Saturday, November 21, 2009

Unsolved: Collatz conjecture

First proposed in 1937 by the German mathematician Lothar Collatz, the Collatz conjecture is also known as the 3n + 1 problem, Kakutani's problem, the Syracuse problem, Thwaites' conjecture, and Ulam's conjecture. The conjecture starts with the following simple procedure:
  1. Let n be any natural number (n > 0).
  2. If n is odd, triple it and add 1 (n = 3n + 1).
  3. If n is even divide it in half (n = n/2).
  4. Stop if n = 1, otherwise go back to step 2.
The Collatz conjecture asks:
Does the above process always terminate (end with n = 1) for any starting value of n?
For example, starting with a value of n = 42, we get the following sequence

{ 42, 21, 64, 32, 16, 8, 4, 2, 1 }

The sequences produced by the Collatz procedure are known as hailstone sequences.

The conjecture remains unanswered, although it has been proven that the process terminates for all values of n up to 5.764 × 1018. In 1972, John Conway proved that it is possible for problems of this type to be undecidable, so it is not known if a solution is even possible.

3 comments:

Troy said...

Is it possible to explain how this conjecture might be undecidable?

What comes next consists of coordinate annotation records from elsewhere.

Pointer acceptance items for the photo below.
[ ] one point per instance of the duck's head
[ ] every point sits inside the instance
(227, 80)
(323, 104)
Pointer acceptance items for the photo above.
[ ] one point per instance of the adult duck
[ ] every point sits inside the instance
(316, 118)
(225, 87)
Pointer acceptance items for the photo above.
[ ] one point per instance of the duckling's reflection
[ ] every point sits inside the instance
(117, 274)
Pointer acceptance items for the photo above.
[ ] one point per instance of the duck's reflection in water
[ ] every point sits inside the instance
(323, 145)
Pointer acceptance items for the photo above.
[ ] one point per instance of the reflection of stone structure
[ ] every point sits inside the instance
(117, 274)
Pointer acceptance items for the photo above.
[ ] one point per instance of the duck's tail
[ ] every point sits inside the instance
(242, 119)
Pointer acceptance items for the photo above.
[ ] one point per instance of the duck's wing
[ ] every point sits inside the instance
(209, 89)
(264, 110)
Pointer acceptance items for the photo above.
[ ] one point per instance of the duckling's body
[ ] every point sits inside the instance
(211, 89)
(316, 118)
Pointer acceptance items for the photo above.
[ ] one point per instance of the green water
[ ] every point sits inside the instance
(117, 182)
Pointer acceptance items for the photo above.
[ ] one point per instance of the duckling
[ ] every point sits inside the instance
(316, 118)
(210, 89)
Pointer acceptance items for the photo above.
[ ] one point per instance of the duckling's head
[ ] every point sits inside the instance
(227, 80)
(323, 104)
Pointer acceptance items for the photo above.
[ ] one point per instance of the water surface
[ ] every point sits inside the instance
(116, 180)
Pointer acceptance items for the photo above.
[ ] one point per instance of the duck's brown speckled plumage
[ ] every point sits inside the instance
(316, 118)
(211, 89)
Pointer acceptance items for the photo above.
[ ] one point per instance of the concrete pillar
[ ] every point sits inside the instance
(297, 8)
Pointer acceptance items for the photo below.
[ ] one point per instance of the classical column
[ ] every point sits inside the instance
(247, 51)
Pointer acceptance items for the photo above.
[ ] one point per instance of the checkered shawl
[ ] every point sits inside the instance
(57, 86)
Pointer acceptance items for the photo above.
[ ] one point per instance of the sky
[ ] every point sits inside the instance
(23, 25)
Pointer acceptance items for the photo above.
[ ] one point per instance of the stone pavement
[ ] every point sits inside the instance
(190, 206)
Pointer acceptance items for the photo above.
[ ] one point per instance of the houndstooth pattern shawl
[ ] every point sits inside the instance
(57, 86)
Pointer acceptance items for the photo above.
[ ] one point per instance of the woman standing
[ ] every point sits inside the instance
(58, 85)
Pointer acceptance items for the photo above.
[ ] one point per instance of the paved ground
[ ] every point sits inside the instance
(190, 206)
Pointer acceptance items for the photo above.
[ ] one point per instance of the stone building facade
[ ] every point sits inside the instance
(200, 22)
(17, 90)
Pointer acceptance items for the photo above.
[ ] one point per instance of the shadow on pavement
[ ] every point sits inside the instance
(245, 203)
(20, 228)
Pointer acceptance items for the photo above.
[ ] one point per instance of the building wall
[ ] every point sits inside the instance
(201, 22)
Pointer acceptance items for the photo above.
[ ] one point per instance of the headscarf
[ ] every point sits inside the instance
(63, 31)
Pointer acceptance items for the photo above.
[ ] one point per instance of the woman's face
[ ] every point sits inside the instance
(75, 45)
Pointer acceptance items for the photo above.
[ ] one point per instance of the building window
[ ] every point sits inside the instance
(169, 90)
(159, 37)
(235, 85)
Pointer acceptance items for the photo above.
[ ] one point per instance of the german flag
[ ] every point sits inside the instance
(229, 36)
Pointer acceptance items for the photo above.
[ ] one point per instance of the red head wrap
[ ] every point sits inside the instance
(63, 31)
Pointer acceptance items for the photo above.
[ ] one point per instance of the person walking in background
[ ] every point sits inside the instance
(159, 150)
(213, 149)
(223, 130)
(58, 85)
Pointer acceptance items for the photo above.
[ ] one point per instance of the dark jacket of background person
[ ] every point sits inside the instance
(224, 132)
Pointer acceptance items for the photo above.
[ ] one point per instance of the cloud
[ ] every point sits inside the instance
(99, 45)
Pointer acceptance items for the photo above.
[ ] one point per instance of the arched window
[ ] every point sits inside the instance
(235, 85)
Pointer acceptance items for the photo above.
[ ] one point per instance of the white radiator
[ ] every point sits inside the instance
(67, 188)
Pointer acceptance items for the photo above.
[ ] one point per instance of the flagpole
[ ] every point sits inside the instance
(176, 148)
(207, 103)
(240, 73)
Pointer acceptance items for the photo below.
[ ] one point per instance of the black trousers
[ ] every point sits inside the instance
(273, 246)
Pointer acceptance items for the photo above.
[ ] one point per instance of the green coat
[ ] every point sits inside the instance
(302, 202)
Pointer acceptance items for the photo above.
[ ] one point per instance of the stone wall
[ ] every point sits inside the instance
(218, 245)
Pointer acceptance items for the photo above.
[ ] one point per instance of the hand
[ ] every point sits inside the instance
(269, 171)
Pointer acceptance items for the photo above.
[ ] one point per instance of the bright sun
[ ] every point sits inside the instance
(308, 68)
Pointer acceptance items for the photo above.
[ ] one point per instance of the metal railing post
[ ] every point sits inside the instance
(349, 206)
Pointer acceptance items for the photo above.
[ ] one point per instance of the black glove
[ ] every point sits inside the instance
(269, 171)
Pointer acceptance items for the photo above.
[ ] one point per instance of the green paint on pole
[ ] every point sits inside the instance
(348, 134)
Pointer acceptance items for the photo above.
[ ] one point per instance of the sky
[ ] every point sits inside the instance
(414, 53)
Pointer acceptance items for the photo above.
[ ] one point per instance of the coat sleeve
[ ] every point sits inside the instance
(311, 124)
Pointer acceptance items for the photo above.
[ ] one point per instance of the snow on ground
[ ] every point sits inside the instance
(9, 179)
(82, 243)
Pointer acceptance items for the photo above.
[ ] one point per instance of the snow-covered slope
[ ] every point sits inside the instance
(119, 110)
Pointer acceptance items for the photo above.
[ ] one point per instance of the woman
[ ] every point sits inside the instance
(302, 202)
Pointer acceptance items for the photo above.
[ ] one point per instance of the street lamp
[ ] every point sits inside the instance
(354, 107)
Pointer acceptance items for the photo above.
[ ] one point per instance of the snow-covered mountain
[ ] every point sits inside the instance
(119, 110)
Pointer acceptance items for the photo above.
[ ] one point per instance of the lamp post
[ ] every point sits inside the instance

I'm somewhat familiar with undecidable propositions, but I the examples I remember are more like "Use truth machine T to prove that T will prove that statement X is true", where the statement involves a reference to the system being used to prove statements.

This conjecture doesn't seem like it fits into that pattern.

Bill the Lizard said...

Troy,
What Conway did is definitely different than what you describe (which sounds very similar to Turing's proof that the Halting problem is undecidable).

Conway created a new problem that generalized Collatz, by introducing a family of functions, of which the Collatz function is a member. He then showed that there's no way to show that all of these Collatz-like functions terminate at 1.

There's a decent (but I can't bring myself to say simple) explanation of the Conway-Collatz problem starting on page 119 of Iteration[PFD] by Klaus Sutner.

Unknown said...

when the number is of positive integer,the number always terminate (end with n=1).